Psalm 132:1-7
Exodus 24:1-8
2 Timothy 2:10-15,19
Matthew 13:47-52
Last October, my wife, Joanne, and I traveled to South Africa with the St. John’s group to visit the Kwasa Centre. We helped out as best we could in the classrooms and at meal times, working with children who were having a hard time with their studies or projects. During recess, some of us went out on the playing field and joined groups of pre-teen boys kicking soccer balls or even playing Frisbee.

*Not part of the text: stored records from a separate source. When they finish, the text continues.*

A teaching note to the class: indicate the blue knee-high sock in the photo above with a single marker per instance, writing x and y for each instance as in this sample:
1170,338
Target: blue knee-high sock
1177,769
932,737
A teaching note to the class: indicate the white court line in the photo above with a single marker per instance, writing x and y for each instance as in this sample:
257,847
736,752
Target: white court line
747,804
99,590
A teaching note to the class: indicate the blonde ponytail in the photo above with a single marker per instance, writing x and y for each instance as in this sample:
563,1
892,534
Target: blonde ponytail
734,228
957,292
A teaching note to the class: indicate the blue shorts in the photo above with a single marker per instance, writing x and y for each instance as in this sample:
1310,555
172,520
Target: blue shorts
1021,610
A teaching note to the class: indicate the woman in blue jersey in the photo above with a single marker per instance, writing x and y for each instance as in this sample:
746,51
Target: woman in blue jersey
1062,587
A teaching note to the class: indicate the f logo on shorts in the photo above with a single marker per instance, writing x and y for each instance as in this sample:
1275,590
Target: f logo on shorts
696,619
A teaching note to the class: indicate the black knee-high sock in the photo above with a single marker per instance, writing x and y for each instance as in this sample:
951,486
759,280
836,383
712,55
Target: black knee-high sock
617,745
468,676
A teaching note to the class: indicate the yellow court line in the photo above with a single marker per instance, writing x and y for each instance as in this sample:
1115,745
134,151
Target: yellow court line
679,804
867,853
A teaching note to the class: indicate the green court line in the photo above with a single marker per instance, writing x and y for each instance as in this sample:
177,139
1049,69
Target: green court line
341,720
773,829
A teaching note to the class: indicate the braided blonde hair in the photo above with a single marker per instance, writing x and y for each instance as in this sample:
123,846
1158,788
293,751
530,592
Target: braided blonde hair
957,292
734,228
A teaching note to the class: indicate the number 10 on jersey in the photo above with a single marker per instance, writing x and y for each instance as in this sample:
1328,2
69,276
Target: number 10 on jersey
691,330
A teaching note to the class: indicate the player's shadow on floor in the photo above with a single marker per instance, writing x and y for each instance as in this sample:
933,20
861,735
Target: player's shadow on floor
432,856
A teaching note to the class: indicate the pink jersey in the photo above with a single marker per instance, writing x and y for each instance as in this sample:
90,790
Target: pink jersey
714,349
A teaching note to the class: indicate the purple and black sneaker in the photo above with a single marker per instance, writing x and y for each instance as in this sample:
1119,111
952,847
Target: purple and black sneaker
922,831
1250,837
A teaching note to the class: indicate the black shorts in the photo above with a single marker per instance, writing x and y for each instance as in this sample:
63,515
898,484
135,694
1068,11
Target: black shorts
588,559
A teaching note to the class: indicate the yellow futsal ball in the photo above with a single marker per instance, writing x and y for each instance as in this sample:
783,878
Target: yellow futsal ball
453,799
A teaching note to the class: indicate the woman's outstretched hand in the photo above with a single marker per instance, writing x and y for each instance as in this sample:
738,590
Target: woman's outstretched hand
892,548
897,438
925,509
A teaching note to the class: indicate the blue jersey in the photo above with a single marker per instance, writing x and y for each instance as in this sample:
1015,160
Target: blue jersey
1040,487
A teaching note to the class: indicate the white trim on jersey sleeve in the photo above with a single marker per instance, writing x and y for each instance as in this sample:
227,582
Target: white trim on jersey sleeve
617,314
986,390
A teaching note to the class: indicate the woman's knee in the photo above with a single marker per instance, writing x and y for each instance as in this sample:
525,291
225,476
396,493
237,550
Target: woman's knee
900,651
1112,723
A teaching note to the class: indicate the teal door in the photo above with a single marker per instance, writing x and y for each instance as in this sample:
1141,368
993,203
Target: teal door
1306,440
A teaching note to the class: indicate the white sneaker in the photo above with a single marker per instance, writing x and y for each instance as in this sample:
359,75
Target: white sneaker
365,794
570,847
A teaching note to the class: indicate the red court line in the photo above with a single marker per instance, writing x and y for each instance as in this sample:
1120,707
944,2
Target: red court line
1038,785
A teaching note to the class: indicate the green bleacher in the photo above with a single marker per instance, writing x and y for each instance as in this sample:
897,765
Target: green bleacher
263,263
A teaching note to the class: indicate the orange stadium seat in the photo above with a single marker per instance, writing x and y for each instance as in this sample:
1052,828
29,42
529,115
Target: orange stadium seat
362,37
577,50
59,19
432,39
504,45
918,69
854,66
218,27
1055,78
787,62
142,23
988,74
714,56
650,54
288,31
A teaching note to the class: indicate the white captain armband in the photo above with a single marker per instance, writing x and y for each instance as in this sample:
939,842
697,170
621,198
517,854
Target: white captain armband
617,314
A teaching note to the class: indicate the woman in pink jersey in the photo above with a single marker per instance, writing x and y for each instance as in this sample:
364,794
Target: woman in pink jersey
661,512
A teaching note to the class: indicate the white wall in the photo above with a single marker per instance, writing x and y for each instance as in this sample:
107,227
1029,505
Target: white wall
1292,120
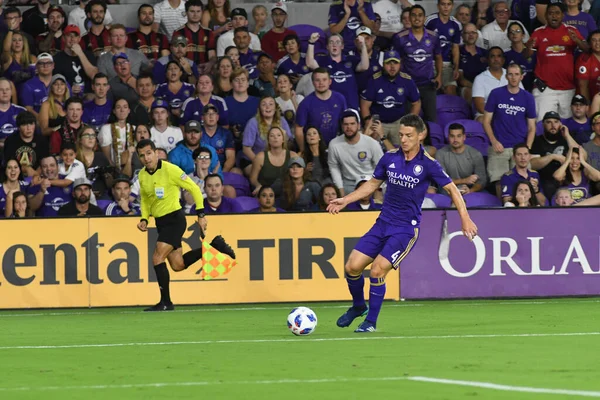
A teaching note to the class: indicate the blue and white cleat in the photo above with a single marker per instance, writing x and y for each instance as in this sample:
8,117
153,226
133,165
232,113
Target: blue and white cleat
365,327
349,316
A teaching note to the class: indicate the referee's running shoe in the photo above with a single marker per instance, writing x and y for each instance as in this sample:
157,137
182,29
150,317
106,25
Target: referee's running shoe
353,312
161,307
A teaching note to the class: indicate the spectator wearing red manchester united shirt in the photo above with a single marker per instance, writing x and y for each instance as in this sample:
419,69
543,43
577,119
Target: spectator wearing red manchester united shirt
555,76
588,68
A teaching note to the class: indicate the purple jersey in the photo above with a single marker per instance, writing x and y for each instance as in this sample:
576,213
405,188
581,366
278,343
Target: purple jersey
448,32
96,115
322,114
389,97
581,132
472,65
33,93
249,61
337,13
175,100
227,206
510,179
8,120
418,57
54,199
407,184
583,21
527,64
222,140
343,76
192,109
510,114
287,66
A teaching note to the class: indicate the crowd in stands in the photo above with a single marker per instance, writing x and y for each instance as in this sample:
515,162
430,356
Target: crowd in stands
270,118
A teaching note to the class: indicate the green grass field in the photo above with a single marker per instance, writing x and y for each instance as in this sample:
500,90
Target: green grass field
422,350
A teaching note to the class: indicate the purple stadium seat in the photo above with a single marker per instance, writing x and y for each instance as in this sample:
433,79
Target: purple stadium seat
239,182
440,200
482,199
476,136
451,108
247,203
304,31
436,133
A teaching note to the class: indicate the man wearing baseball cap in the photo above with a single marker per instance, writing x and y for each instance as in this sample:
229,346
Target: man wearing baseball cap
549,151
52,40
35,91
239,18
579,124
75,63
387,96
272,41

Several times I found myself in a circle of kids, kicking a ball across the circle to another child. Not all boys were equally coordinated, and some, with a rush of enthusiasm, approached the ball with a mighty swipe and missed completely or gave it such a glancing blow that it went sideways to the next child. Invariably and entirely unprompted, that boy would send it softly back to the original kicker to have another go at it. I was stunned. When I was growing up, if I got the ball, I was expected to run with it. So I was looking for the boy on the side to trap it and send a strong kick across the circle, proving his own skill, and yet every time, the ball was sent back to the one who had made a mistake so he could try again.
These children in a Christian school had been taught to support their neighbors. As we examine our own often preoccupied and self-centered lives during Lent, when do we have the chance to pass the ball back? And if we’re given that chance, will we do so?